Quick Note: SEA2013 (or, if that tag’s taken, SEA13)

I’m just back from the Society of Early Americanists’ 2013 meeting – which, like NAVSA 2012 was a fantastic series of interdisciplinary panels.  I’m always amazed by the degree to which we historians use the same language as scholars of literature, but often use it to mean such different things.  Fantastic papers by NYU Atlanticists Jerusha Westbury, Dan Kanhoffer, Kate Mulry, Jeppe Mülich and Mairin Odle were seen, alongside equally wonderful ones by Mike LaCombe, Melissa Gniadek, Lauren Klein and Molly Perry, and a whole panel on the process of creating digital archives which I’m very excited to get into sometime soon.

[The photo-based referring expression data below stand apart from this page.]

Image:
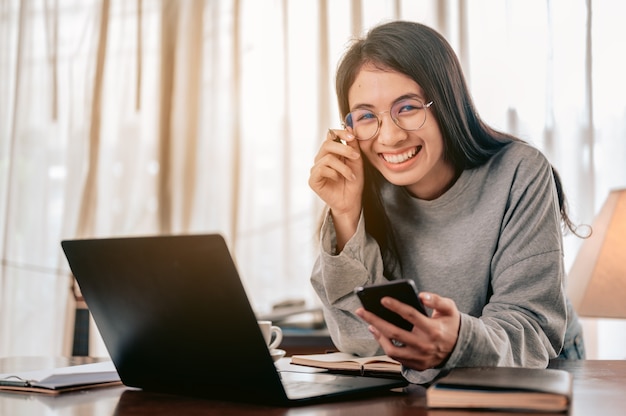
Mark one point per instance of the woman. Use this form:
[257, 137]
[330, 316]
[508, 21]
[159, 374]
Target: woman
[419, 187]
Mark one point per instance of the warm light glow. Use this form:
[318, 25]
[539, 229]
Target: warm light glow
[598, 276]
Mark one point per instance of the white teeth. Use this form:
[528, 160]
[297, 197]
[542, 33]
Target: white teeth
[399, 158]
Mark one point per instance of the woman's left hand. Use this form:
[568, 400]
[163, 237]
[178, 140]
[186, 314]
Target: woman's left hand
[431, 340]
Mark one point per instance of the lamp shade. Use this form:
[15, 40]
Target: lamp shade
[597, 279]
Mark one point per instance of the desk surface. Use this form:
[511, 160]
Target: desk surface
[599, 388]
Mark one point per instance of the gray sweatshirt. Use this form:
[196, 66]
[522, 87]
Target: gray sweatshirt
[492, 243]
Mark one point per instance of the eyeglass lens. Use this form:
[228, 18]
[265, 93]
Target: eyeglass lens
[407, 114]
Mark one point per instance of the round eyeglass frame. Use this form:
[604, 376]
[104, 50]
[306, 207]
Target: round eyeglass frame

I think, though (aside from the amazing company) my favorite parts of the conference were the conference were the panel on early Georgian foodways, featuring some fantastic locally grown food, and the live-tweeting phenomenon of the whole conference.  The idea of putting my first impressions of a paper out into the inter-ether is, frankly, pretty terrifying, but I was quite impressed by the number of people who catalogued their conference experiences as we went along.